La clave de las próximas horas frenéticas, históricas, en España pasa por saber qué grado de dificultad encontrará el gobierno de Mariano Rajoy para tomar el control de Cataluña en uso de las facultades que le otorga el artículo 155 de la Constitución.
Cataluña carece de herramientas para convertirse de la noche a la mañana en un Estado. No tiene capacidad para controlar las fronteras, para cobrar impuestos o para administrar los servicios públicos sin los recursos que le gira el Tesoro español.

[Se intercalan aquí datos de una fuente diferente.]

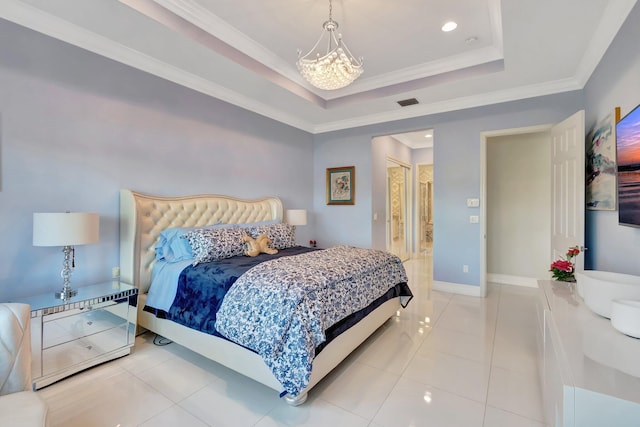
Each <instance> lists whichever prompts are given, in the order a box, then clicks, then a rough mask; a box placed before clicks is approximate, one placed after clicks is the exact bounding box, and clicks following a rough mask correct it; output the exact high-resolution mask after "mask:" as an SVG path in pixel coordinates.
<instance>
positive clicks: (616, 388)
mask: <svg viewBox="0 0 640 427" xmlns="http://www.w3.org/2000/svg"><path fill="white" fill-rule="evenodd" d="M539 285H540V301H539V307H540V308H539V312H538V316H539V325H540V328H539V337H540V340H539V343H540V346H539V356H540V357H539V360H540V373H541V386H542V390H543V402H544V407H545V413H546V416H547V421H548V423H549V425H551V426H554V427H603V426H616V427H638V426H640V340H638V339H636V338H631V337H628V336H626V335H623V334H621V333H620V332H618V331H616V330H615V329H614V328H613V327H612V326H611V323H610V321H609V319H605V318H603V317H600V316H598V315H597V314H595V313H593V312H591V310H589V309H588V308H587V307H586V306H585V305H584V303H583V301H582V298H580V297H579V296H578V294H577V292H576V290H575V284H574V283H565V282H556V281H539Z"/></svg>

Pero el bloque separatista sí retiene una enorme capacidad de movilización, aun cuando la mayoría de los catalanes rechaza la deriva rupturista.
El simple hecho de haber votado en secreto la independencia revela que ni los propios separatistas se creen el acta fundacional de la república. Si no, ¿qué temor le tendrían a lo que pudiera decidir un juez de España, un “país extranjero”? Expusieron la enésima innovación política de este mes de turbación: la épica del disimulo.
Puigdemont buscó hasta último momento una salida que le permitiera eludir el desastre. No la encontró. Chocó contra la pared y decidió acelerar.
Se lanzó a la lógica del polvorín. La apuesta es conseguir más adelante lo que es a todas luces imposible ahora. Alimentar el mito de la España opresiva, forzar una represión incontinente, abrir una larga etapa de inestabilidad y resistencia callejera. Los libros de historia alguna vez explicarán el raro fenómeno del gobierno de una de las regiones más prósperas del mundo occidental que se ilusiona con transformarse en el Ulster de los 70.
Con Europa en vilo, ahora Rajoy tiene el desafío de restaurar el orden en un territorio agitado. Le toca pagar todas juntas las facturas de cinco años de desidia política ante el gravísimo conflicto que se cocinaba en la región más rica de España. Su futuro, y no sólo el del menguante Puigdemont, también se juega en esta batalla.